Just when you think your teen is actually invested in what you’re saying and engaged, you realize there’s a mirror behind you and she’s just practicing her TikTok faces.
My she-ro of the day is the project lead who turned on her camera during today’s group Skype meeting.
It’s like my racist grandpa used to say: “Good morning.”
That unrepentant bigot had many flaws, but cordial salutations wasn’t one of them.
Fact: the lovable and cuddly panda bear is generally docile, but will shiv you for a can of Pringles.
Jill on Facebook is trying to find a way to get cat diarrhea out of suede boots and I don’t think I’m hungry for lunch anymore. .
Dating is so easy. You just ask someone out and they say no
Shit. My neighbor told me her name thirty minutes ago. You guys, what was it?

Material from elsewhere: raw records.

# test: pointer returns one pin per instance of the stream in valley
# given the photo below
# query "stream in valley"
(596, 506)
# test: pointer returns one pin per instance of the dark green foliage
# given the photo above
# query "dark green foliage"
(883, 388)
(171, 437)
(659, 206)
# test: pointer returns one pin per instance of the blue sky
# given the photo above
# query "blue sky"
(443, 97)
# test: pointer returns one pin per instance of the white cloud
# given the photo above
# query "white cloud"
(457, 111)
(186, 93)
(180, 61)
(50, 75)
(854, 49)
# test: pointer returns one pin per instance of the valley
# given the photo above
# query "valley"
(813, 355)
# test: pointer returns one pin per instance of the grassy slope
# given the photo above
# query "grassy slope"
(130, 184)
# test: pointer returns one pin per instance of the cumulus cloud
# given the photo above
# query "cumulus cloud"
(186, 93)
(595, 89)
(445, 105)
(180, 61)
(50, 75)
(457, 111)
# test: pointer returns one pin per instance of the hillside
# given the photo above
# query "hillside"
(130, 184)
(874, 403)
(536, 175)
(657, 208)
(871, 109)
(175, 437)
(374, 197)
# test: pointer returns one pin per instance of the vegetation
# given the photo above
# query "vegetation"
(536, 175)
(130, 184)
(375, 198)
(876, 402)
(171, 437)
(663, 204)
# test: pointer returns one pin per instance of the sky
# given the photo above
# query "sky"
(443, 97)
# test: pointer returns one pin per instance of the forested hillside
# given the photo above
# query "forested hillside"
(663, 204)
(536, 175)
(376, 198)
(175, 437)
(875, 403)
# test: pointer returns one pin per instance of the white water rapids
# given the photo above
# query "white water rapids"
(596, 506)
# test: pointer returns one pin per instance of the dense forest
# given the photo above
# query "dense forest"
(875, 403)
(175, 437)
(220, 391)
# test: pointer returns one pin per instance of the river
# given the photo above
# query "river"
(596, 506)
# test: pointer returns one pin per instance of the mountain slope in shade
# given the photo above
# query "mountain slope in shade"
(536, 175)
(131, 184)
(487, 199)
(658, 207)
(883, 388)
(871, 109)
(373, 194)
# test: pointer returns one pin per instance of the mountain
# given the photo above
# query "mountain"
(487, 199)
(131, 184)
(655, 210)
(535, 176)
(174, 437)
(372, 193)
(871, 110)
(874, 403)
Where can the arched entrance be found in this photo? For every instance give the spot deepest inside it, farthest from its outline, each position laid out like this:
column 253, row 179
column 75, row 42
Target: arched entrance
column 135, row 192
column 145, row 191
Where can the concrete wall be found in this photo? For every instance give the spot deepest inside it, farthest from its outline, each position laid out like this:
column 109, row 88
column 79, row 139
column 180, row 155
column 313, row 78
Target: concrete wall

Great, yet another drive-in movie ruined by the neighbors saying I can’t park on their lawn and watch movies through the living room window.
*wakes up drenched in sweat*
WAS BINGO THE FARMER OR THE DOG?
Of course I know what it feels like to sleep with a restless elephant, I slept with my toddler last night
Be the horrifying backstory of your family’s lineage.
Pro tip: don’t bother feeding your kids before heading to the grandparent’s house. Either way they will be starving as soon as they walk in.
A headhunter on LinkedIn wanted me to apply for a job as a bank manager. That’s quality recruitment work right there. Get the English major to run your bank.
I’m not entirely sure what numbers are. When I buy something, I just hand over an amount of money and hope it’s right.
HER: Boxers or briefs?
ME: Depends
HER: Really? But you look so young.
I like how “two” is spelled a little strangely so you’re prepared early on for how insane “eight” is going to be.
You have to love a boss with a sense of humor. Mine just sent me a 7am meeting notice on Outlook and I’ve never laughed so hard…
I can’t take anymore of this 50 Shades of Grey promo. It’s still your basic Cinderella story. Now she just has a ball gag.
Sometimes I drink water to surprise my liver
Swiss cheese is cheating cheese cause there’s holes where there could be more cheese stay woke.
This day in history. 1810. Sweden declared war on its ally the United Kingdom initiating 2 years of fairly spiteful Christmas card exchanges.
nothing more rude than taking a photo of yourself and it looking like how you actually look, and not how you look inside your head
In the 1990’s we didn’t have Uber, so we just hitched a ride with a stranger that didn’t look like a serial killer.
I’m tired tomorrow.
I’m goth enough to know that when your basement door opens for no apparent reason, you walk down those steps.
My bird feeder brings all the squirrels to the yard
and I’m like, this isn’t for y’all
Daughter: Before the internet how’d you get anything done?!
Me: I don’t remember honey. Google it.
Anyone got any tips on how to conduct an exorcism, but like subtly?